The Dark Knight rises, ça raconte quoi ? Comme dans l’épisode précédent, ça raconte le monde d’aujourd’hui. Capitalisme, rapports de classe, nucléaire, brassés à grands violons, avec un sérieux toujours aussi pontifiant, avec la même tendance lourde au bavardage. Si tout ce qui commence à être visuellement intéressant ne se retrouve pas sabré par la coupe sournoise, elle l’est par le blabla invasif. Sur le papier, le film restait potentiellement intéressant : Bruce Wayne se transforme en Howard Hughes à barbe depuis qu’il a remisé le masque et la cape, à la mort de Double-Face et à celle de sa petite amie Rachel. L’irruption d’un mastodonte sous assistance respiratoire, Bane, puissante force révolutionnaire à tendance exterminatrice, et de la sensuelle Selina Kyle, va le pousser à reprendre du service. Selina Kyle reste sans doute le personnage le plus réussi, car le plus malicieux, le plus humoristique. Mais là encore, il suffit de songer une seconde à la naissance de Catwoman dans Batman returns, en 1991, pour comprendre que malgré les efforts d’Anne Hathaway (assez géniale), la féline de Nolan jamais ne vaudra un poil de celle de Burton.
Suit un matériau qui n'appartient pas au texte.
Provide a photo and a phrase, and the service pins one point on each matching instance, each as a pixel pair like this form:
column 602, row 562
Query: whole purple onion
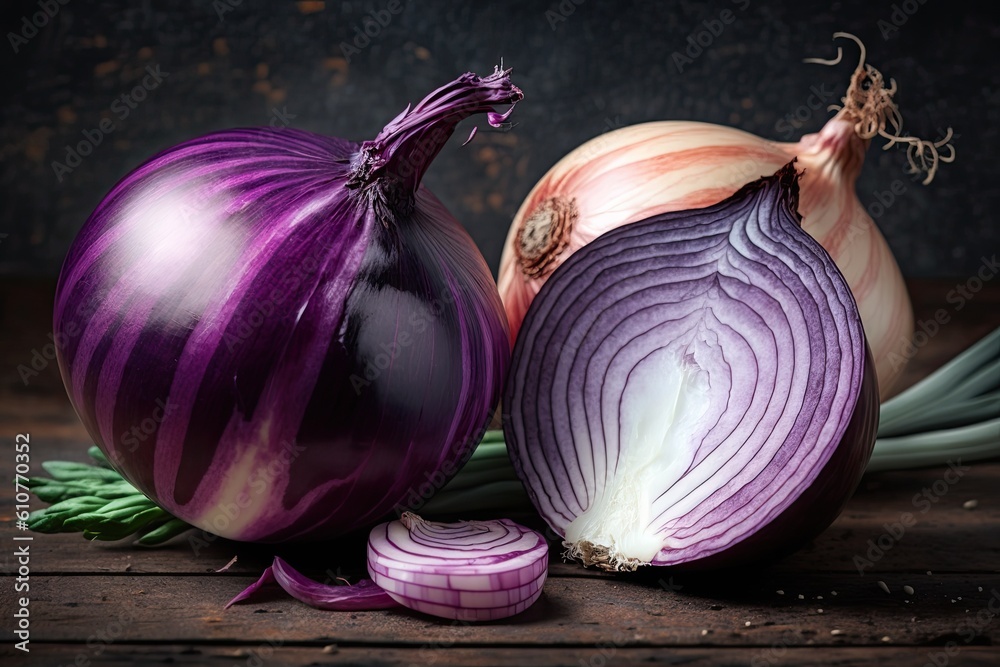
column 279, row 336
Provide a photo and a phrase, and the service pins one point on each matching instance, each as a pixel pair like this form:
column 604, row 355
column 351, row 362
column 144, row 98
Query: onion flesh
column 632, row 173
column 693, row 389
column 467, row 571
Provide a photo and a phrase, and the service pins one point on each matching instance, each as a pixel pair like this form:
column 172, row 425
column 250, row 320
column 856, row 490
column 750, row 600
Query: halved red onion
column 694, row 388
column 468, row 571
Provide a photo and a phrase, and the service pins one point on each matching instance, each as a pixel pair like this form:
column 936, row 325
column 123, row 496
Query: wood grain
column 119, row 604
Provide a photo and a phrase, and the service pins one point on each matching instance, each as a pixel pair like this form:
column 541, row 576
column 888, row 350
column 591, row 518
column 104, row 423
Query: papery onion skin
column 277, row 335
column 643, row 170
column 740, row 302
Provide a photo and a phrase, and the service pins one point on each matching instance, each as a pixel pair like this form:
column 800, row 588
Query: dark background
column 237, row 63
Pour le reste, The Dark Knight rises n’étonne pas beaucoup, c’est la continuité directe de l’opus 2, le déroulement d’un programme qui pourrait d’ailleurs durer douze heures de plus, se répéter à l’infini. Evidemment, sur un plan thématique le film n’est pas inintéressant (toutes les ambigüités du schizophrène moderne, tour à tour fasciste et révolutionnaire, sont là, théoriquement abordées), le film se donne les moyens d’une vraie richesse psychologique, les dialogues si pesants soient-ils sont souvent plutôt bien écrits, la photo très belle. Chaque plan referme son petit potentiel, son petit pignochage, les climats par exemple sont intéressants, entre l’eau dégoulinante sur les costumes, et le combat sous un mélange de neige et de soleil. Mais c’est une grande ronde qui emporte tout ça, une valse des séquences que rien n’arrête.
Si dans l’épisode précédent, la scène d’ouverture était si belle (le Joker braquant une banque et éliminant ses complices à mesure que le vol se déroule), c’était parce qu’elle ébauchait une action pure, intelligible, et portait au vertige l’hypothèse d’un Batman réaliste comme un film de braquage, filmé comme dans un polar de Michael Mann – c’était malheureusement à peu près la seule. Aucune scène similaire dans The Dark Knight rises. Sa « grande ouverture » est moyennement captivante, déjà vue mille fois, beaucoup plus ramassée, infiniment moins prometteuse, et comme ce qui suivra, donc, déjà un peu montrée de loin, en accéléré.